Enabling environment:

  1. Conduciveness of policy environment (for example, regulations, other carbon-related policies, government subsidies)
  2. Conduciveness of market environment (for example, carbon market conditions)

Selection of this subset of variables increased the likelihood the study would identify the core elements of the causal mechanisms at work in the cases studied while preserving the parsimony required by the approach. As described in more detail later in the paper, case data collection was thus primarily deductive and involved trying to identify the presence or absence of the five variables selected for study. However, inductive inquiry was also incorporated, to ensure that additional explanatory variables that explained the outcomes of interest were not missed. All case authors were instructed to tease out additional explanations not included in the causal theory selected for the study. For instance, semistructured interviews were conducted, involving a sequential purchase of information approach, starting with broad open-ended questions on the factors that facilitated or hindered the process of asset creation and the outcomes of interest, followed by structured questioning on the subset of variables of interest.

Systematic Qualitative Data Collection

The robustness of the findings in studies like the current one depends greatly on the quality, consistency, and reliability of the data collected. The granularity and context specificity of the findings they generate make case-based approaches particularly useful. Evaluative case studies thus generally involve thick descriptions of the interventions studied, with rich examples. But, in the current study, the comparative nature of the approach and the relatively large sample size of 16 cases demanded a consistent approach to data collection across cases. To ensure the right balance between granularity of any resulting causal explanations and the consistency and reliability of the data collected across cases, the study team developed a structured case study template made up of a number of questions to be answered in a detailed case narrative and a matrix for synthesizing and structuring the qualitative data collected, as presented in figure 1.3. The template was used in the pilot in Chile and then refined based on the pilot experience.

For each case included in the study, investigators gathered evidence (that is, data) through reviewing project documents and conducting interviews with key stakeholders and site visits during a field mission lasting one to two weeks. Data collection involved eight local investigators and four case leaders. The case leaders identified and selected local investigators for the cases in the four remaining countries included in the study based on their knowledge of the CDM process and specific technologies used within each country. Both a methods expert and a study coordinator trained all investigators. The training sought to ensure investigators had a good understanding of the study objective and case study template and to advise them on how to conduct the tracing work involved in the investigative process, including how to identify the right stakeholders and documents to consult, how to look for “fingerprints” of the process, and how to judge the probative value of any evidence obtained (for example, seeking access to the full evidentiary record and gauging the trustworthiness of the sources; Beach and Pedersen 2019; Raimondo and Beach, forthcoming).

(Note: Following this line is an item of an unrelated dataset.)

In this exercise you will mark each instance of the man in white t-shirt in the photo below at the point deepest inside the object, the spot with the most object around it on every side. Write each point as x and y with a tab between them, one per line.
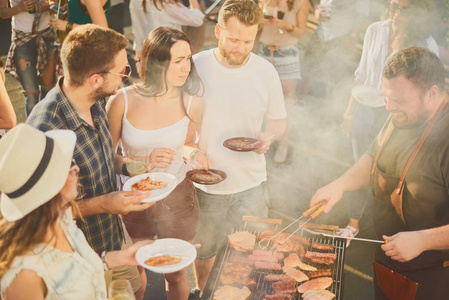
242	98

The training was recorded and shared with the investigators for future reference during data collection.

Two levels of quality assurance were put in place to ensure the completeness, consistency, and accuracy of data collected. First, each case leader reviewed the work of investigators working on the same country. Second, the study coordinator checked all the cases for quality, comparing the level of evidence gathered across cases to ensure comparability.

Figure 1.3. Template for Qualitative Data Collection for Each Case

Image

Figure 1.3. Template for Qualitative Data Collection for Each Case

Source: Independent Evaluation Group.

  1. For a more detailed explanation of the differences between various forms of literature review, see the Independent Evaluation Group’s Methods Paper Series publication on conducting structured literature reviews in evaluation (Fenton Villar 2022).